The last Grand Theft Auto came out in 2013 and became the most valuable entertainment property, built on the sustained popularity of its companion online game. The upcoming Grand Theft Auto VI has been in development in some form since 2014, Bloomberg has reported. It will feature a playable female protagonist for the first time in the series and will be primarily set in a fictional version of Miami, Bloomberg reported.

Take-Two acknowledged the game’s existence for the first time in February, a disclosure that quickly sent its stock surging 7%.


Rockstar Games employees were stunned by the leak, the people familiar with the project said. Many were grappling with the implications of the event and how management would respond to it.
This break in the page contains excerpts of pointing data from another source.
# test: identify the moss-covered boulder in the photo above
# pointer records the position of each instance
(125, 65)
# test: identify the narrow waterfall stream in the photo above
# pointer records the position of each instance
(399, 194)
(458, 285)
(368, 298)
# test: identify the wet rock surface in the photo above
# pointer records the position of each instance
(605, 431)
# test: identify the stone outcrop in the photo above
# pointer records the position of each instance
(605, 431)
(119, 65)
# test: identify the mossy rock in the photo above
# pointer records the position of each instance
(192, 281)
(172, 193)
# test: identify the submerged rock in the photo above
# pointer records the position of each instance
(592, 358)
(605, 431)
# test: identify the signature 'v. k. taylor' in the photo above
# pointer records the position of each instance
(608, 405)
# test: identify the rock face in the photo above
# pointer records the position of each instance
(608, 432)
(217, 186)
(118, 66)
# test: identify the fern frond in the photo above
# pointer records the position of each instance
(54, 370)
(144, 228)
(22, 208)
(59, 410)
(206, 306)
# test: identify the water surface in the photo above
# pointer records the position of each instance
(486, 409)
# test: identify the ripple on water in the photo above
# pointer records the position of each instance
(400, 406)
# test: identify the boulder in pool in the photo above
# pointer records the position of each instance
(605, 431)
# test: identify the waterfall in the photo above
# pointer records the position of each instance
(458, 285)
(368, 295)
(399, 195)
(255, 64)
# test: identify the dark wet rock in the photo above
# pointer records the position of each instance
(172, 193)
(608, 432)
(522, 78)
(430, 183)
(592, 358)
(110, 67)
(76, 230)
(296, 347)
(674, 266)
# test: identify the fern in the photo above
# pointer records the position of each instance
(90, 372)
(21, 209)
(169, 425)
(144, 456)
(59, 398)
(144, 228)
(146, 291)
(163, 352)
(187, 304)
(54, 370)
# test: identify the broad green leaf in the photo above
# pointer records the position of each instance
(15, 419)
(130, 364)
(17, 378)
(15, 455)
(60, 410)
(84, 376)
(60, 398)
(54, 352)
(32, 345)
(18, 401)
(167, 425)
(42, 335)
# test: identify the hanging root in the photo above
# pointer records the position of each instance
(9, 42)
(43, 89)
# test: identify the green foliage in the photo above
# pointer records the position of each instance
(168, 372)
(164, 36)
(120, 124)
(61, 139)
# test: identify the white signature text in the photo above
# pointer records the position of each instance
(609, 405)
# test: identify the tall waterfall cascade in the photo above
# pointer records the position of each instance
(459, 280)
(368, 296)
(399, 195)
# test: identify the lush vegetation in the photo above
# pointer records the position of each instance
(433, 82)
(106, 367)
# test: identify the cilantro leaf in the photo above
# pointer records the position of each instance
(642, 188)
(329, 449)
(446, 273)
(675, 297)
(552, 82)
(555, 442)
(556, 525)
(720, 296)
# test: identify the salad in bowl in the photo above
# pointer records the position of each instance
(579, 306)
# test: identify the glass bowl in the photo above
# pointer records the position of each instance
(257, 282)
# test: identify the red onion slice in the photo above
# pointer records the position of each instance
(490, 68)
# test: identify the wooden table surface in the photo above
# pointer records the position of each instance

In the statement Monday, Rockstar expressed disappointment but said the hack would not affect development of the game or any others.

“We do not anticipate any disruption to our live game service nor any long-term effect on the development of our ongoing projects,” Rockstar said in the statement.

In July, the video game maker Roblox accused a hacker of publishing stolen information in an attempt to extort the business. Neil Druckmann, co-president of Sony’s Naughty Dog who dealt with prerelease information about his game the Last of Us II, posted a message Sunday on Twitter seeking to reassure “my fellow devs out there affected by the latest leak.”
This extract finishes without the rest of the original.